Noche en Blanco o el insomnio por la cultura

por Luis Alberto Álvarez

Acercar la cultura contemporánea a los ciudadanos, que la gente disfrute de aquello de lo que habitualmente no puede: desde visitar el estadio Santiago Bernabeu a ver el códice original del Cantar del Mío Cid en la Biblioteca Nacional, o pasear por los salones de la Bolsa, el Palacio Real o el Congreso de los Diputados, una novedad este año.


Cibeles iluminada la pasada edición de la Noche en Blanco

    Se trata de la Noche en Blanco, que su segunda edición en Madrid se celebrará el próximo día 22 de septiembre entre las nueve de la noche y las siete de la mañana.

    Una de las obras que más entusiasma a Pablo Berástegui, director de la Noche en Blanco, es la “escultura lúmínica” que va a realizar el artista británico Ron Haselden para el edificio España, en la plaza del mismo nombre.
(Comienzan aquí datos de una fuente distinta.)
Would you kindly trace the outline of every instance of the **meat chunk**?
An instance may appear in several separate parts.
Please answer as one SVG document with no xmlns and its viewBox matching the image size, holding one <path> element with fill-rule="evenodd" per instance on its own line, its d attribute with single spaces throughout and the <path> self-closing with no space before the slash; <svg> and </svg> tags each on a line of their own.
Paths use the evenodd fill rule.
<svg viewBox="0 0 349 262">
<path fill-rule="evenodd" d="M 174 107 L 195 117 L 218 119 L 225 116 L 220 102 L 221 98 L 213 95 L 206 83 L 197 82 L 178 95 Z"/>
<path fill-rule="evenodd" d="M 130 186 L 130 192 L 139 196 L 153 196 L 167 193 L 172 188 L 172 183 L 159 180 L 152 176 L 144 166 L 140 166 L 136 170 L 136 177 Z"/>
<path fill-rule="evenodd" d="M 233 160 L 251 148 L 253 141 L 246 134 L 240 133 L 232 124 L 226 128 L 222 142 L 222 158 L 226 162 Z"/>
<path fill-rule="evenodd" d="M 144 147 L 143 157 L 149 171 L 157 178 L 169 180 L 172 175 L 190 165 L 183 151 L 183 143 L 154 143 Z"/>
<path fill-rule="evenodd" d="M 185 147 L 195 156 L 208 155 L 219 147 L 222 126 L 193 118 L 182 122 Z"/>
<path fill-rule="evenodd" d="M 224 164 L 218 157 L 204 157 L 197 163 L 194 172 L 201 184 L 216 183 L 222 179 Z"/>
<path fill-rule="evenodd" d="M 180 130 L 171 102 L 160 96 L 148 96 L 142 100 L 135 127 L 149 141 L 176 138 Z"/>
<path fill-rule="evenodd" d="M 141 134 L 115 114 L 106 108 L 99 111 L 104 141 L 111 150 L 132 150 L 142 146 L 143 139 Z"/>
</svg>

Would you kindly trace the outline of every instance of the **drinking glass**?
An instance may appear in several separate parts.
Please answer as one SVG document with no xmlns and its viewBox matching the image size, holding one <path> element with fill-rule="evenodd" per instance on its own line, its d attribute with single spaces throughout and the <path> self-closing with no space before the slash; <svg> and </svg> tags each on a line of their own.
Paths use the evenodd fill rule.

La obra se titula Family Garden. Según Pablo Berástegui la obra es “un proyecto luminoso en el que niños de la ciudad de Madrid han dibujado lo que para ellos sería un jardín y estos dibujos se van a trasladar a imágenes, a píxeles de luz que serán las ventanas, cada una de las ventanas del edificio España. Detrás de cada una de estas ventanas habrá una persona que segurá un guión con una pauta marcada”. La fachada, que está ahora mismo en obras, se convertirá en un gran lienzo, en un gran tapiz de color en el que la ciudad podrá disfrutar de una idea de un artista. Berástegui, a su vez destaca, que esta obra “no se podría plasmar si no fuese por la participación de la ciudadanía”.

Eventos para todos los gustos

    El patio norte del Conde Duque acogerá la Plaza de las Noches Blancas, un espacio Chill Out diseñado con materiales como ropa usada o andamios. Artes visuales, poesía y fotografía tomarán las calles y edificios de Madrid como escenario. Habrá teatro durante toda la noche en las salas alternativas y música en directo.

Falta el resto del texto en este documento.